La miró, sus rodillas reposaban en la tierra caliente, siendo la manifestación de su propio maná, el ardor no iba a herirla. Todavía empuñaba el acero, lo que demostraba que, a pesar de estar cabeza gacha, no se daba por vencida.

Casi se sintió cansado al verla, pero el combate le permitió confirmarlo, no ansiaba tomar un respiro, no había músculos que gritasen de cansancio ni dolor que padeciese, era complicado juzgarla por intentar asesinarlo, después de todo, el mismo daba por sentado lo que era: un monstruo.

—Yo no soy tu enemigo —dijo por fin.

No hubo respuesta más allá de la ventisca que silbaba, eso casi lo hizo gritar de frustración. Estaba hastiado de la ignorancia, moverse como un ciego no le iba a servir, enemistarse con una joven tampoco era lo ideal.

—Sé que quieres cortarme a la mitad, lo dejaste muy en claro, pero no quiero luchar, sólo hablar. —Caminó hacia ella.

De pronto la morena alzó la cabeza, mirando el par de cuencas vacías que se avecinaban, no se permitió perderse ni el más mínimo paso que él diese, la desconfianza abundaba.

Se detuvo frente a ella, ahí escuchó con mayor claridad su respiración escandalosa, la idea de una muerte dolorosa debió estar plasmada en su cerebro, o tal vez fuese su apariencia lo que la marcó. Como fuese, no le interesaba, con miedo o sin miedo tendría que escucharlo de todos modos, no aceptaría un «no» por respuesta. Titubeó para presentarse, no tenía un nombre propio, así que meditándolo eligió uno.

—Me llamo Askell —dijo.

Sintió un pesó sobre el hombro, su acompañante alado volvió a él, aferrándose a una de sus clavículas bajo el abrigo, como si ese fuese su lugar especial para posarse.

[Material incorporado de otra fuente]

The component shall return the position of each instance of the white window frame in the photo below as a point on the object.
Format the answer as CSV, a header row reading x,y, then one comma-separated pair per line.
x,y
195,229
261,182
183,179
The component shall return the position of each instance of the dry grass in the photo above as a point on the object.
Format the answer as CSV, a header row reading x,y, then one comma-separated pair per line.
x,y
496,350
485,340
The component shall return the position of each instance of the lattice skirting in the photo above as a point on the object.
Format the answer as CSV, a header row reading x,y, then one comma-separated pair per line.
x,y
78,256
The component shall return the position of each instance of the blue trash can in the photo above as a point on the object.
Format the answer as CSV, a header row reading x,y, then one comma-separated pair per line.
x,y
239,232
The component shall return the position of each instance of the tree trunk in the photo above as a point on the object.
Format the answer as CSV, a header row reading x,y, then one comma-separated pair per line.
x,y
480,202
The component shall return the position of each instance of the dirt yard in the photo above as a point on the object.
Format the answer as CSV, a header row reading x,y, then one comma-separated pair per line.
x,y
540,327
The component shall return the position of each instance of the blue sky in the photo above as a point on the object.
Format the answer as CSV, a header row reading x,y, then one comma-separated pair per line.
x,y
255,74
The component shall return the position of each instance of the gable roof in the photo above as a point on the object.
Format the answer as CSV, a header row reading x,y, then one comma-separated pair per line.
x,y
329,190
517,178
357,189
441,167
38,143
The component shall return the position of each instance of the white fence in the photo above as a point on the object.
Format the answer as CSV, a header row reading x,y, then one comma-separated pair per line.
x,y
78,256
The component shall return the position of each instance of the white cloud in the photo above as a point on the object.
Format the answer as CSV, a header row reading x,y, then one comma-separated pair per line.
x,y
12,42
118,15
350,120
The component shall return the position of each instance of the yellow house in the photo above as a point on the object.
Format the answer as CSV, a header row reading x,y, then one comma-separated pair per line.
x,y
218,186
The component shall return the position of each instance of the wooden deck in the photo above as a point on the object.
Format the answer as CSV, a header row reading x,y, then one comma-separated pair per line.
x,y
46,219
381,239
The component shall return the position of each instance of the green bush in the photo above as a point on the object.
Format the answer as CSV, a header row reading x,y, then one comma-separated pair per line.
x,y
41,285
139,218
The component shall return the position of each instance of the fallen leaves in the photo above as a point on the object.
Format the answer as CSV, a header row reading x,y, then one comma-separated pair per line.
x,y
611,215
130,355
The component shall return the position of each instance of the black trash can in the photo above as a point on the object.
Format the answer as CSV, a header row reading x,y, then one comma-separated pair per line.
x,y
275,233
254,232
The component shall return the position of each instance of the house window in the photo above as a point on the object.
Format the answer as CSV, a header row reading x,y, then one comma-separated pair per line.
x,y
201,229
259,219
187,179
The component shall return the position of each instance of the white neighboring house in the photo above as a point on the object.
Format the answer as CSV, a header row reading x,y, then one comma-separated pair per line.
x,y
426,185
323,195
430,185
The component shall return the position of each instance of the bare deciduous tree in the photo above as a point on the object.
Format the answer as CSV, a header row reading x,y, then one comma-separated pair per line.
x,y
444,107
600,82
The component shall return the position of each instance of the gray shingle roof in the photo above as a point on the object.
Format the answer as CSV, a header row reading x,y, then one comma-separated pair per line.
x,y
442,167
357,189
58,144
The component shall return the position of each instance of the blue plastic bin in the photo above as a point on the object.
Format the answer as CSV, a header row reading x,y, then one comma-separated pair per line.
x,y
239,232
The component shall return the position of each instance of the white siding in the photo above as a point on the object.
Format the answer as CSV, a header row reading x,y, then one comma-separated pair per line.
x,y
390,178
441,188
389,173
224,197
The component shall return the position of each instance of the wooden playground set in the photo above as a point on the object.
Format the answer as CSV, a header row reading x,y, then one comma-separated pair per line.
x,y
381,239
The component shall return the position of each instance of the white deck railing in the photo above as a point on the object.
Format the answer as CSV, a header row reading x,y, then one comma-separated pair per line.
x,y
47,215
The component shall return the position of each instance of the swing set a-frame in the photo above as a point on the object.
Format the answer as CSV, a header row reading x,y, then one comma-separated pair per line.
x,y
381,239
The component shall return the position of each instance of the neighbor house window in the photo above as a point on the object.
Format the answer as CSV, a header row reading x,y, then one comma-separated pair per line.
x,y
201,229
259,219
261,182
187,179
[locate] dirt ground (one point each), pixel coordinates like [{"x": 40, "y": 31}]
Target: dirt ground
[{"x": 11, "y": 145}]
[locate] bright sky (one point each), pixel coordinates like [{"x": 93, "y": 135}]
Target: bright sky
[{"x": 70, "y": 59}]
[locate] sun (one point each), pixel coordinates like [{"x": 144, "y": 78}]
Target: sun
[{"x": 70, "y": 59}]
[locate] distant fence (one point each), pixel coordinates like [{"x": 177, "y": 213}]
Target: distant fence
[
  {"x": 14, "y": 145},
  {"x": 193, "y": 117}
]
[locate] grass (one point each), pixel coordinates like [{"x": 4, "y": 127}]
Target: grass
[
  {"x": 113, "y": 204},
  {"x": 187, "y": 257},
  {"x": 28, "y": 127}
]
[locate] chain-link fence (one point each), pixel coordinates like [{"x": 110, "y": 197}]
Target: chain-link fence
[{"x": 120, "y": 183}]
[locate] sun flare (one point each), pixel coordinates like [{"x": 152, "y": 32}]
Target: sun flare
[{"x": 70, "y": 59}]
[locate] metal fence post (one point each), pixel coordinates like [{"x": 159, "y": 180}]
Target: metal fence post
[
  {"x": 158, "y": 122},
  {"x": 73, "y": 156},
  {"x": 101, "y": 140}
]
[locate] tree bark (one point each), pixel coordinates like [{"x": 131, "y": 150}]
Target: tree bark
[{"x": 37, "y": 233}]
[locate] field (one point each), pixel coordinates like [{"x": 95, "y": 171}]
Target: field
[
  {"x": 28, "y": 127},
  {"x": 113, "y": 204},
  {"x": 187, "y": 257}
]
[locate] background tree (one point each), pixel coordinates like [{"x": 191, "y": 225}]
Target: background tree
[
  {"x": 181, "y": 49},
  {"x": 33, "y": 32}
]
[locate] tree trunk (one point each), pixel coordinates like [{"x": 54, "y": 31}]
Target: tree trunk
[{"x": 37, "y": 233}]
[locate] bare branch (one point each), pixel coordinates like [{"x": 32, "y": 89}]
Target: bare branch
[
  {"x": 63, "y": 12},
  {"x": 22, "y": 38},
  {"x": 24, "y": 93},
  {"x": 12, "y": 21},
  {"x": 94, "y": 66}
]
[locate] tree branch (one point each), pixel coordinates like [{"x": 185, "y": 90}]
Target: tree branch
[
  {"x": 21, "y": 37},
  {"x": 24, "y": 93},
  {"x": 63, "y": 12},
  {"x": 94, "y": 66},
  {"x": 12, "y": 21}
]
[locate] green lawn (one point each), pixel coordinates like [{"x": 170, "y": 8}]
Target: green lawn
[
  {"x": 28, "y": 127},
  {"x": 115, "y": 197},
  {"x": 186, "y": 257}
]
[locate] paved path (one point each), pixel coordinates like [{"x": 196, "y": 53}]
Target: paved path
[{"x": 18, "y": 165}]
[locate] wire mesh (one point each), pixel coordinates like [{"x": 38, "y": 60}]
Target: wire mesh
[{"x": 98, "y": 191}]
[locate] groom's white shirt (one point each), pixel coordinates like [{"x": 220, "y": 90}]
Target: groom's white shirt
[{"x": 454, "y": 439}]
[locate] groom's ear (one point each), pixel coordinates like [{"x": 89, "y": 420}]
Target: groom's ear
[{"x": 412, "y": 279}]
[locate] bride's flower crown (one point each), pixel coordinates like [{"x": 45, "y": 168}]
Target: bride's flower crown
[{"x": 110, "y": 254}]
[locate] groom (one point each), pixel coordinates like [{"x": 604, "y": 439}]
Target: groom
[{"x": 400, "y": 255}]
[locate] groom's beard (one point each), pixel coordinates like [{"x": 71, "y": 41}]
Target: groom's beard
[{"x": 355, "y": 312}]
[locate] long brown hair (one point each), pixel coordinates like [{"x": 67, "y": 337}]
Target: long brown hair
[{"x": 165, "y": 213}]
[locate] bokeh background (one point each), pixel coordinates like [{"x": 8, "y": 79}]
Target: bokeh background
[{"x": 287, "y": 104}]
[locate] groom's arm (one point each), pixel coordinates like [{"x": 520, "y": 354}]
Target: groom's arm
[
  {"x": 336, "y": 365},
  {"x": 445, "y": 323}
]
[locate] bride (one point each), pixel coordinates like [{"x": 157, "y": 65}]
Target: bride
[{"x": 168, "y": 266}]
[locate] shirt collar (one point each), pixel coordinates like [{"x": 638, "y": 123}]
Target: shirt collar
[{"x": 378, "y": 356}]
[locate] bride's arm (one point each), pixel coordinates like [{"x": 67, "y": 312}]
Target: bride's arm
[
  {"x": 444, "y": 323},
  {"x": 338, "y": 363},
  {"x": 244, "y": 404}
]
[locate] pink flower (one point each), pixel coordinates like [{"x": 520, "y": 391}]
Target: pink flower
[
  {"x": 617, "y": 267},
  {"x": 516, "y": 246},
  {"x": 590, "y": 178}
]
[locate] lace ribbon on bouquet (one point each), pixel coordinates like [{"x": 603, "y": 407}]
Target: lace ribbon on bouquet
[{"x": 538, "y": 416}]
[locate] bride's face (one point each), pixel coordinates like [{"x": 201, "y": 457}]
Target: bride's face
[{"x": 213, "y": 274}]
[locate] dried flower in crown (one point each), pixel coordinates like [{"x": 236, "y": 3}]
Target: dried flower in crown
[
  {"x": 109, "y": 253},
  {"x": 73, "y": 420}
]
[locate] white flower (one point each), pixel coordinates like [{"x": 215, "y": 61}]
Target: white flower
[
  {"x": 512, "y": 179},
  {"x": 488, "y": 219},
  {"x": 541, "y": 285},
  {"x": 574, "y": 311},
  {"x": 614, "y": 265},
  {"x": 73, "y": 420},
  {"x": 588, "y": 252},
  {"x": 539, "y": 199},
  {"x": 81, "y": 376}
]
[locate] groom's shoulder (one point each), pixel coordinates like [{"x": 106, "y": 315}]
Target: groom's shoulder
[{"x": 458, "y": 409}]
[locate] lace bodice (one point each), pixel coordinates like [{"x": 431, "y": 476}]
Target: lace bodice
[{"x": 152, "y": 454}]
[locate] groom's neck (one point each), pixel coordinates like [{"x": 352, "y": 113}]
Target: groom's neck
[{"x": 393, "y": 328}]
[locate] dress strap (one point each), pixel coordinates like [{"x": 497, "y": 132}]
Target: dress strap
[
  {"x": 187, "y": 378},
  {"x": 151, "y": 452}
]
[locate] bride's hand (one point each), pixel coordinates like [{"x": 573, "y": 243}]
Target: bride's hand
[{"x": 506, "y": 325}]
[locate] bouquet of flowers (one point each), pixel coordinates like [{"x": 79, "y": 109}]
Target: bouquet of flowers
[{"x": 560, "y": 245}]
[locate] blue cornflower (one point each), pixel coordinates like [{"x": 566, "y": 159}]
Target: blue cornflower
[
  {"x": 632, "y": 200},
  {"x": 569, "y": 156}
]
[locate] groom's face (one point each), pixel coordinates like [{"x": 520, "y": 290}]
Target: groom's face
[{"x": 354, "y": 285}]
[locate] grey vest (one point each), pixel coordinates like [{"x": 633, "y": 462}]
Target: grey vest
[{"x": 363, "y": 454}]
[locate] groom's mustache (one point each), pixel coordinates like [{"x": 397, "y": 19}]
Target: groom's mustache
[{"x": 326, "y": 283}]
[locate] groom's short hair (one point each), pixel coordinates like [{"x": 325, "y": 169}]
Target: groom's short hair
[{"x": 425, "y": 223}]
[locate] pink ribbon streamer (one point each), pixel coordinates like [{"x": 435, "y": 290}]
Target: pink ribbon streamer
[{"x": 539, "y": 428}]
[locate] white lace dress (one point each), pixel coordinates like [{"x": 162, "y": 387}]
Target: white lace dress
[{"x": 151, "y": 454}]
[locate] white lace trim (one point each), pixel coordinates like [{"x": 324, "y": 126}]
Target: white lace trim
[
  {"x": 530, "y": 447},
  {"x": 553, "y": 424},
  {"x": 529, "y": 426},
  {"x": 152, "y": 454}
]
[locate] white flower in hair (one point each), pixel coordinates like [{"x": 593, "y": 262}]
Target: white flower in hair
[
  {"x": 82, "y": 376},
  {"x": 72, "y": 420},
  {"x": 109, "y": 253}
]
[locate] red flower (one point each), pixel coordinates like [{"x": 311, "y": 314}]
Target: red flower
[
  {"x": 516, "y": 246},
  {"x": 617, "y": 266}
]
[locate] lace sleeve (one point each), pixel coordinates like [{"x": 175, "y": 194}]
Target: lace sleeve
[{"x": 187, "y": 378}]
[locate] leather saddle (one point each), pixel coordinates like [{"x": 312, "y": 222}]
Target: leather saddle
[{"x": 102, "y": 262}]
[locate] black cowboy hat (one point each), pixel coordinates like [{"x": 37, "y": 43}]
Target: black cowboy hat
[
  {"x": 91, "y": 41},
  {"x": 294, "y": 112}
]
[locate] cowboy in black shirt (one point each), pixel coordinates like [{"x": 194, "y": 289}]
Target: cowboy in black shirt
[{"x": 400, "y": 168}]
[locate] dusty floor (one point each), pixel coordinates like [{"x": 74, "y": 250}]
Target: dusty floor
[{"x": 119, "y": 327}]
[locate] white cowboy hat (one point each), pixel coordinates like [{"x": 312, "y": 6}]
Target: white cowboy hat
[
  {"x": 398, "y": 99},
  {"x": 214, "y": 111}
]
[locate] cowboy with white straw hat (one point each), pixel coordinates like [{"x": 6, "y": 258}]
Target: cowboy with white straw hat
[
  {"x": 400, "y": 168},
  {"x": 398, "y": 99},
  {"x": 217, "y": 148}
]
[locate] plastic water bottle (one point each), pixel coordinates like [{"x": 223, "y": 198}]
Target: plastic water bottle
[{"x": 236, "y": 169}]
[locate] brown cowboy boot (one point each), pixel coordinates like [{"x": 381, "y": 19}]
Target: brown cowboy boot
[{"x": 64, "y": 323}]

—Y este es… Chiro —dijo satisfecho—, no voy a herirte, tan solo quiero hacer unas preguntas, si pudieses aclararlas estaría bien.

Hiló las palabras que quería, exponiendo sus intenciones de la forma más clara posible, evitando que se malentendiesen o sonasen como una amenaza hacia alguien que había perdido una lucha a muerte. Imposible que lo aceptase de buenas a primeras, eso lo sabía, pero el don de la comunicación era una habilidad necesaria, sin usarla, no podía cerrar la situación en buenos términos. Sin hablar ella se puso en pie, era un poco más baja que él, tenía ojos azul brillante y bonito rostro.

Evitó mirarlo directamente, cuestión que lo incomodaba, pero estaba bien, no la obligaría, establecer un canal de comunicación era primero.

—Bien, dime, ¿cuál es tu…?

Tras un repentino destello blanco su visión se torció un poco y notó un desbalance, algo estaba mal. El mundo se puso de revés ante sus ojos, entonces se desplomó desde una altura que desconocía, giró por el suelo como si fuese una rueda de carruaje y paró contra una roca.

Vio con claridad su cuerpo sin cabeza caer, y pese a que el recién nombrado Chiro arañaba a la verduga, no pudo evitar ser capturado también. Con el mismo cuchillo alargado que usó para descabezarlo ella se acercó y, al ser apuñalado en la frente, la luz desapareció.